Introduction:
It is also known as glyoxylate shunt (GS), was identified by Kornberg and Krebs in 1957, explaining how organisms could grow on acetate as the sole carbon source (Kornberg and Krebs, 1957).
The glyoxylate cycle, an anabolic pathway, is a variation of the tricarboxylic acid cycle, is an anabolic pathway occurring in plants, bacteria, protists, and fungi that allows utilization of two carbons compounds in the absence of glucose. However, it is generally not present in human and animal tissue.
Steps:
The key feature of the glyoxylate cycle is the conversion of isocitrate to glyoxylate and succinate without the two decarboxylation steps that occur in the TCA cycle. The glyoxylate cycle involves the following key enzymatic steps:
Fig: The glyoxylate cycle/Shunt (GS)
Isocitrate lyase: This enzyme catalyzes the conversion of isocitrate to glyoxylate and succinate. Unlike the isocitrate dehydrogenase in the TCA cycle, isocitrate lyase does not decarboxylate isocitrate.
Malate synthase: In the second step, glyoxylate reacts with acetyl-CoA to form malate.

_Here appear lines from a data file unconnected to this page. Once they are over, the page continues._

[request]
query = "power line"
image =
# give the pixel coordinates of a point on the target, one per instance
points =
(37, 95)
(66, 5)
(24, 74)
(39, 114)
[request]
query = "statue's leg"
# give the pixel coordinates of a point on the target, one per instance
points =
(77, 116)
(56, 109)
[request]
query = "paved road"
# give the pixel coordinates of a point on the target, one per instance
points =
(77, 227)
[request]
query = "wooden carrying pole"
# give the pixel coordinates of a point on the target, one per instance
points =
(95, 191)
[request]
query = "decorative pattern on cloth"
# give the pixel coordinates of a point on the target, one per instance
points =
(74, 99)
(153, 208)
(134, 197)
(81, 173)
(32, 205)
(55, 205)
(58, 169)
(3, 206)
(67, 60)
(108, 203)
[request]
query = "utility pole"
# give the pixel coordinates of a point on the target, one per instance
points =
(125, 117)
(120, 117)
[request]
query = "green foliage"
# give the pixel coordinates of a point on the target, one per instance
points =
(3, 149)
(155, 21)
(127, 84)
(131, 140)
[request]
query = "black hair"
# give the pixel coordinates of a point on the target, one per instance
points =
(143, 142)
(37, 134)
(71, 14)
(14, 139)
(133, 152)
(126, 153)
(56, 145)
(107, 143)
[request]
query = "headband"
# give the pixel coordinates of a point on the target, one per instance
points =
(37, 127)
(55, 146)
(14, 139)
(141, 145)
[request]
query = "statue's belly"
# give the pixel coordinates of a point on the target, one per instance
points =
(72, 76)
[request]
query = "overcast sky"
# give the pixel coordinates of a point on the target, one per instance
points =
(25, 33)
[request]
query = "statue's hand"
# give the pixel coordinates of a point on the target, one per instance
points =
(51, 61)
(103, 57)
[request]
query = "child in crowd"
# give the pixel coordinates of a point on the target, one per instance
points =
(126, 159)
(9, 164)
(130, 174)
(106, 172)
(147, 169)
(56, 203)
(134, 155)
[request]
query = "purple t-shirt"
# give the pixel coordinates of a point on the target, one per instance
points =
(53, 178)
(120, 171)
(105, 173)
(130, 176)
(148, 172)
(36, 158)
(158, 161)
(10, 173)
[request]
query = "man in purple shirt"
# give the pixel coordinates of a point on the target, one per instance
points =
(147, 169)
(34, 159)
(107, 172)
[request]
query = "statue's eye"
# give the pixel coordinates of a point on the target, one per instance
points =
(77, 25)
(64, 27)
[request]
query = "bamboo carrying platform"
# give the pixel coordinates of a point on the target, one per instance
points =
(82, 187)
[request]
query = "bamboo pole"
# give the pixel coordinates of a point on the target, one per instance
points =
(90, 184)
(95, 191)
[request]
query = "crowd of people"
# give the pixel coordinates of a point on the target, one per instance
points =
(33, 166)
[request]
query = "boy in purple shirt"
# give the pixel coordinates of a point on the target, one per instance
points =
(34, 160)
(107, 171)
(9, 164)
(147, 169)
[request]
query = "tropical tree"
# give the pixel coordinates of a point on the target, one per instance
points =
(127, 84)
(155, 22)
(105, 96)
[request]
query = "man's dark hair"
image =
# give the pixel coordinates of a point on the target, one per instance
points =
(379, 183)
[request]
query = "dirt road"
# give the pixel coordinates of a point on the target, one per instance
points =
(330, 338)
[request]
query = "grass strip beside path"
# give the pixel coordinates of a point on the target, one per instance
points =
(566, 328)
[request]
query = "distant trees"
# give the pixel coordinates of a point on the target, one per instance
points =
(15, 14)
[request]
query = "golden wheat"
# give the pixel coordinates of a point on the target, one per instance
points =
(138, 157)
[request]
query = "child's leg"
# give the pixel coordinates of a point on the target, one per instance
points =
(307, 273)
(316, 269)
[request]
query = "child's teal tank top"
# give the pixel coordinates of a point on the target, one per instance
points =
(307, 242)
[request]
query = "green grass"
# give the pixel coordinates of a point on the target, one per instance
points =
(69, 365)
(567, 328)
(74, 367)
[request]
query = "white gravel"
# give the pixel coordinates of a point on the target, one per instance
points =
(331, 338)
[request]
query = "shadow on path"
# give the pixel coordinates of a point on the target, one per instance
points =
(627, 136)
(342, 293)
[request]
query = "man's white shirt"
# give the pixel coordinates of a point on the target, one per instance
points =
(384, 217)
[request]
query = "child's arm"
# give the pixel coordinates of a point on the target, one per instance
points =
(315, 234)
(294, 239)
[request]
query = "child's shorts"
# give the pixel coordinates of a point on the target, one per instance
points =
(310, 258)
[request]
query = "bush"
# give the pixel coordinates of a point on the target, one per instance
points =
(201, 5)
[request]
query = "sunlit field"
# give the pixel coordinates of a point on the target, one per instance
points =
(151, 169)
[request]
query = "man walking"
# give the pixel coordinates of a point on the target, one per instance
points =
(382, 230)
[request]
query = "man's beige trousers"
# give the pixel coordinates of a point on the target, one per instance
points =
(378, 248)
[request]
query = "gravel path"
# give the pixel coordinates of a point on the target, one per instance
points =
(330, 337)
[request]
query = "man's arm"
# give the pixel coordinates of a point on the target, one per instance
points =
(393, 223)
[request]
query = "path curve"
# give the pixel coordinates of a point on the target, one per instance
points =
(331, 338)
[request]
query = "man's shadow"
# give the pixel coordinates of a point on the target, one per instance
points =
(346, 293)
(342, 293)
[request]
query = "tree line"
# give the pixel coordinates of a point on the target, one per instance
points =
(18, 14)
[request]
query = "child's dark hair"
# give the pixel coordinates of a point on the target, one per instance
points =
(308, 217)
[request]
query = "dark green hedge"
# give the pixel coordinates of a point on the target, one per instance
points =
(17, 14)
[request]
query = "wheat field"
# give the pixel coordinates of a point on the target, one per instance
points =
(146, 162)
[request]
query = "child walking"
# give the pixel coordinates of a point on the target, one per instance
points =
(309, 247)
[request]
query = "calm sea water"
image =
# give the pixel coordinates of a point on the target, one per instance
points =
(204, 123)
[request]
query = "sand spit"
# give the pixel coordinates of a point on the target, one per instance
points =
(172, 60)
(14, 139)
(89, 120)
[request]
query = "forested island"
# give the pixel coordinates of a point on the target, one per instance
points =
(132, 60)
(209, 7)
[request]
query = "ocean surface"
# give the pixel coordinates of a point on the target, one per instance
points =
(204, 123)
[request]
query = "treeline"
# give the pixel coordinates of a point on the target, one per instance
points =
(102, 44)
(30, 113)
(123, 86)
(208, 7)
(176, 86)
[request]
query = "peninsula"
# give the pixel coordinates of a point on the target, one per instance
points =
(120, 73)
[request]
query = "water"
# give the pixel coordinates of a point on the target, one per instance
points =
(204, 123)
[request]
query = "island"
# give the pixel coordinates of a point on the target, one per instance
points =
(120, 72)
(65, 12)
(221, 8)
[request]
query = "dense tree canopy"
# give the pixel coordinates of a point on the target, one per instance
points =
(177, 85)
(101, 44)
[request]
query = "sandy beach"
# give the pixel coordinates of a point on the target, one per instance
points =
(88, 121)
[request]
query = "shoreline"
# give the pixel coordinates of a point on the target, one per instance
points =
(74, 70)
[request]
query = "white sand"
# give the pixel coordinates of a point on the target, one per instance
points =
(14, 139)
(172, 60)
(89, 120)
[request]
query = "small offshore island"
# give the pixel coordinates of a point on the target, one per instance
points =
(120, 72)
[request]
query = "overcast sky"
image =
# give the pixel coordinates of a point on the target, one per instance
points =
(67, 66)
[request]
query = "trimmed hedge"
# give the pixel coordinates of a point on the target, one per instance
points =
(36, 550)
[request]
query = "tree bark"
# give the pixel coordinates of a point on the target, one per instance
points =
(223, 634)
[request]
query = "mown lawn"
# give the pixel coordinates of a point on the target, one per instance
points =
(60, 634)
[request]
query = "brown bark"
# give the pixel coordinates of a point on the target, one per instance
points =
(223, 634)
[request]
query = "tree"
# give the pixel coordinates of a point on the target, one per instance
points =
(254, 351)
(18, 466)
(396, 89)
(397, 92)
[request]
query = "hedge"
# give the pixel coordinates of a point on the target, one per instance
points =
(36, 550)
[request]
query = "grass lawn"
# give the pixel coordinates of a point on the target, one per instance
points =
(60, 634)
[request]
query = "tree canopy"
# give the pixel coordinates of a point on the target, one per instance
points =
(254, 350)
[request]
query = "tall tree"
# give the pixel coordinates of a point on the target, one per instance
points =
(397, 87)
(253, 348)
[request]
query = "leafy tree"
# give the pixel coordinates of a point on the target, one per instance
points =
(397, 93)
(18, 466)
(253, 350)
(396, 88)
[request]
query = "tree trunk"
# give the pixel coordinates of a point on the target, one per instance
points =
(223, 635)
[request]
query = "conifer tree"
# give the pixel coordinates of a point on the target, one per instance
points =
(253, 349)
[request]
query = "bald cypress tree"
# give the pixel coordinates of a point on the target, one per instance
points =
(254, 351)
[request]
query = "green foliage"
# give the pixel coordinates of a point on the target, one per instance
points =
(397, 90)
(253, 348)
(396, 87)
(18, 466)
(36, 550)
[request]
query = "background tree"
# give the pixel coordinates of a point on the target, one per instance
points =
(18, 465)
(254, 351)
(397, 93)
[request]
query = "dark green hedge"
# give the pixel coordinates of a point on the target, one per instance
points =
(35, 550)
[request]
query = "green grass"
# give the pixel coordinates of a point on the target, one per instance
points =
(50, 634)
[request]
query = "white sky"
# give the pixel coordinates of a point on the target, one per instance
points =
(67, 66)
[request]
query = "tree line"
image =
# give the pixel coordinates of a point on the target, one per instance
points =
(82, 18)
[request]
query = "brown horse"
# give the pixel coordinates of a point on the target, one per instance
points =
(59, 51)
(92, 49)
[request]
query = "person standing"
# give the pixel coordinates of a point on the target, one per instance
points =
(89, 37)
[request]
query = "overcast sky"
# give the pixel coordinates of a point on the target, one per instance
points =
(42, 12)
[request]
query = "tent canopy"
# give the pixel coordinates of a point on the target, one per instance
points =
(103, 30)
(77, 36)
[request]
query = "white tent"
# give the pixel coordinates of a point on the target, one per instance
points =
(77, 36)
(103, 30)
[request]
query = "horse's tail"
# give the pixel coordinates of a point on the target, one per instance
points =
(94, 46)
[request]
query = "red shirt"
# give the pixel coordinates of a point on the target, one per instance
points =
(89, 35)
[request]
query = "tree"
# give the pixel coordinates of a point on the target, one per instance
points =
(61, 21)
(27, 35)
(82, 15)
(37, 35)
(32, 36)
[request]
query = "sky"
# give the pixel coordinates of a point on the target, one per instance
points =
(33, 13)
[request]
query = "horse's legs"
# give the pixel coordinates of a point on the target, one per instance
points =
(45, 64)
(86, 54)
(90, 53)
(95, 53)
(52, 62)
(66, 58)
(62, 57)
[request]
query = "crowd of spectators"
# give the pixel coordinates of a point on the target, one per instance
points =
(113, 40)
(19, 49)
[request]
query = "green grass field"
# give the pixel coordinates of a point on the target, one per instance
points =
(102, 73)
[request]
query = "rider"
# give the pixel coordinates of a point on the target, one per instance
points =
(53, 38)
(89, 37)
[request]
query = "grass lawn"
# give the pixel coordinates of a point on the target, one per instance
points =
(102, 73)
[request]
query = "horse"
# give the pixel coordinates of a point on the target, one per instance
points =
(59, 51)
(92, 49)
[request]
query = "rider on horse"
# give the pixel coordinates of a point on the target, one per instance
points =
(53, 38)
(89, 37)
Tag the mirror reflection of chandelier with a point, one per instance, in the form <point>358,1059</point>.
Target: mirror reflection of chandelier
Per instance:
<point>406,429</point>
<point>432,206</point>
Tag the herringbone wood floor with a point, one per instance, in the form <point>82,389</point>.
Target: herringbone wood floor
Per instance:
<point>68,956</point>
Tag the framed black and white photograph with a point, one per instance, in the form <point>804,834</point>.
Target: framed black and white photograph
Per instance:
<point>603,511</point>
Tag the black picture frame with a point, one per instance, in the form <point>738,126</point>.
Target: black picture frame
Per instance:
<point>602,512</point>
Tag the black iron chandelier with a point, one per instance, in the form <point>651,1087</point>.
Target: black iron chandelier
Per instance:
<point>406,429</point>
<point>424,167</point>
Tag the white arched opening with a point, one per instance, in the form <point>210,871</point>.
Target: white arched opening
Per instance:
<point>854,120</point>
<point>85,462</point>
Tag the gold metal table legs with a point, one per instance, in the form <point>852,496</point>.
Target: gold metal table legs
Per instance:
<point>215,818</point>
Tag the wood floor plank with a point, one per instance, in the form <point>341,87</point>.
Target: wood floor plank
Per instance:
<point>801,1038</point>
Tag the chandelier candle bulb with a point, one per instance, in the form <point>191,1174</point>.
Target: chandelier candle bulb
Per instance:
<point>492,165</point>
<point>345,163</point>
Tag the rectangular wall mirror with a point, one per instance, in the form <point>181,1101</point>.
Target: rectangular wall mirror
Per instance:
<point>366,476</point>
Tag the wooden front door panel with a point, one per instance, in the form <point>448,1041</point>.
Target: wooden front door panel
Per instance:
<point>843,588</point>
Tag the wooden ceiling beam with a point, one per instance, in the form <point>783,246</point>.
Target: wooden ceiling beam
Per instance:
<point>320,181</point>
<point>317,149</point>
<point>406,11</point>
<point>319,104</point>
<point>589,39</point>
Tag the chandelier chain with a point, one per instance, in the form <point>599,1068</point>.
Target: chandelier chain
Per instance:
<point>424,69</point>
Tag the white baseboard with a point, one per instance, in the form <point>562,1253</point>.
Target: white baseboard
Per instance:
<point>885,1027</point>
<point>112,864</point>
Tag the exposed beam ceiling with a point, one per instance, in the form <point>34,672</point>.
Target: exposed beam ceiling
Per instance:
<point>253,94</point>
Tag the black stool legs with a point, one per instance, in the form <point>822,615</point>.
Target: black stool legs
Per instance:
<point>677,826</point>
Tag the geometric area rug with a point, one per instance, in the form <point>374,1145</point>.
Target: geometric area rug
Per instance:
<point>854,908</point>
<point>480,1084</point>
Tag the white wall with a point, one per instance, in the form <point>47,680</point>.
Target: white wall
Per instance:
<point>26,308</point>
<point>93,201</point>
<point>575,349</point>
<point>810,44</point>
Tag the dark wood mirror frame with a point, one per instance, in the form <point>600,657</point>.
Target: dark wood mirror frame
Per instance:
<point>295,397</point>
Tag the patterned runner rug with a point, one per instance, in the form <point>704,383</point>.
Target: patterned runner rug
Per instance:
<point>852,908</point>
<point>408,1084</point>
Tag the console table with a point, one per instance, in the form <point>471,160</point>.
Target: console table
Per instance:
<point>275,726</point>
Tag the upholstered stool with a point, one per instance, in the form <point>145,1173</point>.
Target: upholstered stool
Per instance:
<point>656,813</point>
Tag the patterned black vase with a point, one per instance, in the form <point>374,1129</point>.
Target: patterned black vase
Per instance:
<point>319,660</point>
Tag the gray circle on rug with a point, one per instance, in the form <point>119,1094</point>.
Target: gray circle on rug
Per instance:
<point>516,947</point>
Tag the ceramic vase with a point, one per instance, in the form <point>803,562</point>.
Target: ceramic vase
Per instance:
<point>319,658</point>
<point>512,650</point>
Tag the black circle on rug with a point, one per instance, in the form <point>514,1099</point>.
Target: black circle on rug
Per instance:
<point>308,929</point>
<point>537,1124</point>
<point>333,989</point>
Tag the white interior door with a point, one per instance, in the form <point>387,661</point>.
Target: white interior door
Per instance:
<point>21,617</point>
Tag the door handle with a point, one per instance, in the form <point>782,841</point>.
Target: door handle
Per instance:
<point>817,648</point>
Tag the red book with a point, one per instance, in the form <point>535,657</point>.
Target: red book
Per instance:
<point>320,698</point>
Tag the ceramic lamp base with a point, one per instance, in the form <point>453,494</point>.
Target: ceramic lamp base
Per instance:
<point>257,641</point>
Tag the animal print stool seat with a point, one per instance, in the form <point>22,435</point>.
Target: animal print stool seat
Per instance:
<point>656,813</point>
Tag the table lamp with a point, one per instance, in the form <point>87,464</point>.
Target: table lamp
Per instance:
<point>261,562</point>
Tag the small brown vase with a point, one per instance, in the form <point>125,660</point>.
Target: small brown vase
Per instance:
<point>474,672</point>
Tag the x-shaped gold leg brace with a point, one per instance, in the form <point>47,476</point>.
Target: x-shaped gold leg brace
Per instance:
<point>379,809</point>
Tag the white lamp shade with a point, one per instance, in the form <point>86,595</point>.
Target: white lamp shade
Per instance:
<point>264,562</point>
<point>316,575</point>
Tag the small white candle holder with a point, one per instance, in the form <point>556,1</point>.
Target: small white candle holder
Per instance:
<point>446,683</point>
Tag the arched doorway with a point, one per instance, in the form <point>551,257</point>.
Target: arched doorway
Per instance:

This reaction is catalyzed by malate synthase.
Biochemical Importance:
- The glyoxylate cycle is particularly important for organisms that utilize fatty acids as a primary carbon source, as it allows them to generate glucose from acetyl-CoA derived from the breakdown of fatty acids.
- Plants often employ the glyoxylate cycle in germinating seeds where fatty acids stored in oil serve as an energy source for seedling growth.
Significance:
Enzyme/Metabolic Engineering
The glyoxylate cycle has been extensively studied and explored concerning the enzymology and metabolic regulation for the bioproduction of required of organic acids, amino acids, and fatty acid-related in the field of metabolic engineering particularly for Escherichia coli and the pathogenic bacterium Mycobacterium tuberculosis.
Role of glyoxylate cycle in pathogenesis
Fungi are eukaryotic organisms that can cause a wide variety of infectious diseases in humans, from acute surface infections to potentially fatal systemic infections. C. albicans and C. glabrata that had been absorbed by macrophages showed substantial metabolic reprogramming, indicating food deprivation. Furthermore, the involvement of the glyoxylate cycle in the pathogens of certain bacteria, such as Mycobacterium tuberculosis, is being investigated.
The effects include upregulation of genes that encode key metabolic enzymes in three interconnected anabolic pathways for alternative carbon metabolism, i.e., gluconeogenesis (PCK1 and FBP1), glyoxylate cycle (ICL1 and MLS1), and β-oxidation of fatty acids (FOX2, POT1, and POX1), as well as downregulation of glycolysis-related genes.
The activation of these important enzyme genes indicates that the microenvironment within macrophages lacks glucose; nonetheless, confined C. glabrata cells can still use endogenous resources such as alternate carbon sources for growth and survival through glyoxylate cycle.